Mais nous en sommes alors à la moitié du récit. Mis au pied du mur, Castanier accepte l'offre de Melmoth. Le mal sublime rejoint le mal quotidien, en somme. Et puisque nous sommes dans un conte philosophique, la découverte par Castanier du pouvoir absolu est l'occasion d'une réflexion sur le désir. Pouvant satisfaire tous les siens, le personnage principal finit rapidement par ne plus en avoir : le désir se cristallise en ce sens sur ce qui est, sinon accessible, du moins difficile à obtenir et la satisfaction systématique fait que les meilleurs mets ont bientôt sur ses lèvres un goût de cendre. C'est le genre de choses qui apparaissent parfois dans les mentions en petits caractères des contrats que l'on passe avec le diable...

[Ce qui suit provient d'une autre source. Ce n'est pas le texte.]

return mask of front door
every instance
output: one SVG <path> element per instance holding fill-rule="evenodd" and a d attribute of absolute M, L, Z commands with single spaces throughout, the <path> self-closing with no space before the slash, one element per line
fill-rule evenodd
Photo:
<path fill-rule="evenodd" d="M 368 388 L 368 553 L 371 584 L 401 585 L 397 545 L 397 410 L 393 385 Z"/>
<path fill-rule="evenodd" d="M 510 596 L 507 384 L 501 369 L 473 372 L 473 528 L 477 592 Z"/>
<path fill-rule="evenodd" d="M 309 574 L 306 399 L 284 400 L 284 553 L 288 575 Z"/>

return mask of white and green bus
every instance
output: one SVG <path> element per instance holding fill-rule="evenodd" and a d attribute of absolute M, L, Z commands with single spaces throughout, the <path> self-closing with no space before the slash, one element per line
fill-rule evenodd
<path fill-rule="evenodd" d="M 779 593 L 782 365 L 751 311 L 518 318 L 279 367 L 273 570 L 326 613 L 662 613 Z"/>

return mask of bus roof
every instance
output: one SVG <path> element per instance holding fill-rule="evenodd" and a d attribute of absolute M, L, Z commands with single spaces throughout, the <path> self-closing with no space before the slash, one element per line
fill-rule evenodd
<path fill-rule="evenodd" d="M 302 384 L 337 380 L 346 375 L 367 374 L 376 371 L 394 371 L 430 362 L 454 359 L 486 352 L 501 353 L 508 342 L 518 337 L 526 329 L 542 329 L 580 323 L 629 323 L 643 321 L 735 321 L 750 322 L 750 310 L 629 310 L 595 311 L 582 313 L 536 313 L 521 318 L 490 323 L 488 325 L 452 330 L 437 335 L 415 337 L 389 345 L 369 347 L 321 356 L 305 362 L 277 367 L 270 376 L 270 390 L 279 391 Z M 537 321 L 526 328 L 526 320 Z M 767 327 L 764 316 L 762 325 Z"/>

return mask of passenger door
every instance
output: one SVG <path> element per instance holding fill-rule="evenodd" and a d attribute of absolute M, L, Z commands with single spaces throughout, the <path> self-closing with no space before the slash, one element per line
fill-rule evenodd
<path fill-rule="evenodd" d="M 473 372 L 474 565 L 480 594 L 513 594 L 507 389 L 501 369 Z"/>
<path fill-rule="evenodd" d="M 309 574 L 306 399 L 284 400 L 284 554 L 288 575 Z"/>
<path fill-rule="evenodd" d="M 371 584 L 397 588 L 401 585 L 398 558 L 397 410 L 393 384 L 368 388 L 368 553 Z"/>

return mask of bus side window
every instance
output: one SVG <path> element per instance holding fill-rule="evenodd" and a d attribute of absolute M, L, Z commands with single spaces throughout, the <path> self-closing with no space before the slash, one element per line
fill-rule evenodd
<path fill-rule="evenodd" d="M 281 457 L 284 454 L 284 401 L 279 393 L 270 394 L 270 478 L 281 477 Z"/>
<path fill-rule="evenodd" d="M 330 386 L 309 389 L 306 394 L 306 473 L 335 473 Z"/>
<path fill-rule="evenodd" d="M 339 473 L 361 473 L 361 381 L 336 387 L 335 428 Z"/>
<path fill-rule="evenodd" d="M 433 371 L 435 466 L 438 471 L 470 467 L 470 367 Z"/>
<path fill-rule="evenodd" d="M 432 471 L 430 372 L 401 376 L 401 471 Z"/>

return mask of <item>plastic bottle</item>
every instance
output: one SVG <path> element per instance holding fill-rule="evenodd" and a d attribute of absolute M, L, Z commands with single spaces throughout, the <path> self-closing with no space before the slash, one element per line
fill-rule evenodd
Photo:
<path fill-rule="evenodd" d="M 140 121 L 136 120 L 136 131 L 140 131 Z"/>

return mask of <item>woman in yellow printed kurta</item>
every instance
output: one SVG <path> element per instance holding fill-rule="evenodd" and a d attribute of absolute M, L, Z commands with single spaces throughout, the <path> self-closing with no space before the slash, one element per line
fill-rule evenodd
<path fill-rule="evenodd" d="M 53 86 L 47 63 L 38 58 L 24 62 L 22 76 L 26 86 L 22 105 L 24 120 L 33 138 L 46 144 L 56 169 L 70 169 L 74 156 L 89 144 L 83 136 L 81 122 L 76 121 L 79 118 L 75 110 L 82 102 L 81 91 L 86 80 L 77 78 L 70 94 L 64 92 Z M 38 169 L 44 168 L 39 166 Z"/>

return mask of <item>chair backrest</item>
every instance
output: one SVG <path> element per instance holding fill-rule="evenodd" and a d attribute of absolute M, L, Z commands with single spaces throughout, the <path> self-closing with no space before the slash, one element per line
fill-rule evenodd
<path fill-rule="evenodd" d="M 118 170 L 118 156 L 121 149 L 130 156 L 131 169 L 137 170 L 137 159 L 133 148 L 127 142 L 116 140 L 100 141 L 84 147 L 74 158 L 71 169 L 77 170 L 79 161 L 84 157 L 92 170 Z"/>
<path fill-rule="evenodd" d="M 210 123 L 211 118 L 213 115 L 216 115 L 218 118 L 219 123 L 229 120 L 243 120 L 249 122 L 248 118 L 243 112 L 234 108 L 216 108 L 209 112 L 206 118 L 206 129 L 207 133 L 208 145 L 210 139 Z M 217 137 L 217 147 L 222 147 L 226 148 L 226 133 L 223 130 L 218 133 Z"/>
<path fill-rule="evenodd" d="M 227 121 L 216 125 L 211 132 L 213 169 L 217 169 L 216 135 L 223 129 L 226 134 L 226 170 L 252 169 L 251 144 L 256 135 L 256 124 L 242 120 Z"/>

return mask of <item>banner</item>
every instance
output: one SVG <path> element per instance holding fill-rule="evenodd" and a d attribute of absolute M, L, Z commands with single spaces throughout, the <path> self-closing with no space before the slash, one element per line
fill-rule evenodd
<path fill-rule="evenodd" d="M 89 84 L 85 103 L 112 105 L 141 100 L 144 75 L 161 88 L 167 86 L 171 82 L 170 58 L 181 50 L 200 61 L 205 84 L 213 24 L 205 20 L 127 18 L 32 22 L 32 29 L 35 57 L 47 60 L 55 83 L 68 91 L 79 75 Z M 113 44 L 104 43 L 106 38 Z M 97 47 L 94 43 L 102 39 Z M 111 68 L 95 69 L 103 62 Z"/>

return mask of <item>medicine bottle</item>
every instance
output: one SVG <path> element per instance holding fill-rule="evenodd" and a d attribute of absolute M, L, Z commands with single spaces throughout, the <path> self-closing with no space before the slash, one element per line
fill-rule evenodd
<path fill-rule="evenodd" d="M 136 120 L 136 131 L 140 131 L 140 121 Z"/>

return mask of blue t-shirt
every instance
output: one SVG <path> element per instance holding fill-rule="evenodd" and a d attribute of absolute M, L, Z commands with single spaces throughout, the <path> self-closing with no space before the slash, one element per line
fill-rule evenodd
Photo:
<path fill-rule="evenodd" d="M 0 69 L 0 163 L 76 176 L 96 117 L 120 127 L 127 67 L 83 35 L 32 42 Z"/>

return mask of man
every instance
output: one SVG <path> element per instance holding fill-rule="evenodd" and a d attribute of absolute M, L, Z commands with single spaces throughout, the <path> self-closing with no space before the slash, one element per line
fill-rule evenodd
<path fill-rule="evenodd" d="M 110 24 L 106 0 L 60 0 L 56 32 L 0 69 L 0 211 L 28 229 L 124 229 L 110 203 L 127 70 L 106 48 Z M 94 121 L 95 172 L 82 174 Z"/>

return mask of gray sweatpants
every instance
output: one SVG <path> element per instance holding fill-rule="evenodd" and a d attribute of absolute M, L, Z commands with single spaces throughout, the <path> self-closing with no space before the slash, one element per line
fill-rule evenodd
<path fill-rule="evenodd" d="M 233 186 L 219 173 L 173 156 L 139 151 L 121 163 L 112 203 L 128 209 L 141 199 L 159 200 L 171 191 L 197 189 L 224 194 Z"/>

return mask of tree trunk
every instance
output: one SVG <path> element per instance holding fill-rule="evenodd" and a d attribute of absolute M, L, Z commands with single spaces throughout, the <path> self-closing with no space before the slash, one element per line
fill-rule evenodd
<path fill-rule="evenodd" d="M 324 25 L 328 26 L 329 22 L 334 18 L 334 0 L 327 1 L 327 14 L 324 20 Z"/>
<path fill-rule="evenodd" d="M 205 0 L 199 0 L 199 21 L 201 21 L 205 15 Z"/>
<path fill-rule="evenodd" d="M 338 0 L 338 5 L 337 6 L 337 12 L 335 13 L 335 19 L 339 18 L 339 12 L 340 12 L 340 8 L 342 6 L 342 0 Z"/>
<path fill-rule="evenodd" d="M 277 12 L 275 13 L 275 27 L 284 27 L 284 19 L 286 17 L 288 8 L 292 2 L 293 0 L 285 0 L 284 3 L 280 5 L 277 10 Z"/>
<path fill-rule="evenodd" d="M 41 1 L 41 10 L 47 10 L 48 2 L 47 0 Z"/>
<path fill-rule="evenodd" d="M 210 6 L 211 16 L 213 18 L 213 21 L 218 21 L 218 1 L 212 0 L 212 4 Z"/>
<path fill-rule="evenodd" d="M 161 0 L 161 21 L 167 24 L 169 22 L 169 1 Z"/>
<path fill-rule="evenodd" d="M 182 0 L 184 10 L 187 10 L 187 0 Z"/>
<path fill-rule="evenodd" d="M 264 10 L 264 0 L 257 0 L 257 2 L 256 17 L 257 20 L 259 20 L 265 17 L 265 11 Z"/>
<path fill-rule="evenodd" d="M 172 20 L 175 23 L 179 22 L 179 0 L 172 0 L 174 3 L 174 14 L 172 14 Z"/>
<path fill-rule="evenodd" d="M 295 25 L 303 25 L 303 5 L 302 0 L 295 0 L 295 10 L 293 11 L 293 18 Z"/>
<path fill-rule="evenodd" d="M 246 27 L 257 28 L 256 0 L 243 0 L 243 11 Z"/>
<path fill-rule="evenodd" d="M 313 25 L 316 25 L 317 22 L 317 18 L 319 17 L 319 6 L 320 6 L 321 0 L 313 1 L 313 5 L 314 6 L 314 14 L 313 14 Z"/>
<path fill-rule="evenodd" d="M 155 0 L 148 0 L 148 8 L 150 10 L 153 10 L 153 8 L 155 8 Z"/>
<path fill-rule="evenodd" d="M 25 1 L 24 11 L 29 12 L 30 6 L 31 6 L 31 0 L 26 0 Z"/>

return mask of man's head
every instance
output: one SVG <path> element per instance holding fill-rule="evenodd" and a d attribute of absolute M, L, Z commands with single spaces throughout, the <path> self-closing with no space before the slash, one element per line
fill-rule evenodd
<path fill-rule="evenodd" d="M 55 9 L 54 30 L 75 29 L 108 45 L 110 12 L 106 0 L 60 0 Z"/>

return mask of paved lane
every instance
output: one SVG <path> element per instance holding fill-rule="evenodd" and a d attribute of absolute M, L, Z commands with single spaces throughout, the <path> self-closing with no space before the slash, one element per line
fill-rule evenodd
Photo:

Le pacte faustien trouve par ailleurs une résonnance toute particulière dans le Paris du début du XIXe siècle. Certes inspiré de Melmoth ou L'Homme errant de Mathurin Régnier, référence du roman gothique anglais, le récit de Balzac reprend les éléments fantastiques du récit pour les implanter dans une société de médiocres, hantés avant tout par des questions d'orgueil et d'argent. Je suis en train de revoir la série Buffy contre les vampires de Joss Whedon et le bibliothécaire, Giles, déplorait, dans le dernier épisode que j'ai vu, que les démons n'étaient plus ce qu'ils étaient. Le démon concerné avait en effet renoncé aux cryptes et aux grottes pour un petit appartement dans les quartiers chauds de la ville, et vendait une édition originale du Livre de l'Ascension contre du liquide, et non un cœur de vierge. Si cela peut consoler notre bibliothécaire, les choses n'étaient déjà plus ce qu'elles étaient du temps de Balzac : Castanier choisit à terme de se débarrasser de son pacte à la Bourse, et celui-ci perd peu à peu de sa valeur au fil des échanges, pour échoir finalement, à la fin du récit, à un petit clerc de notaire. Ce faisant, l'ouvrage interroge la place du merveilleux dans le quotidien bien rodé d'un monde aux multiples contraintes sociales et économiques.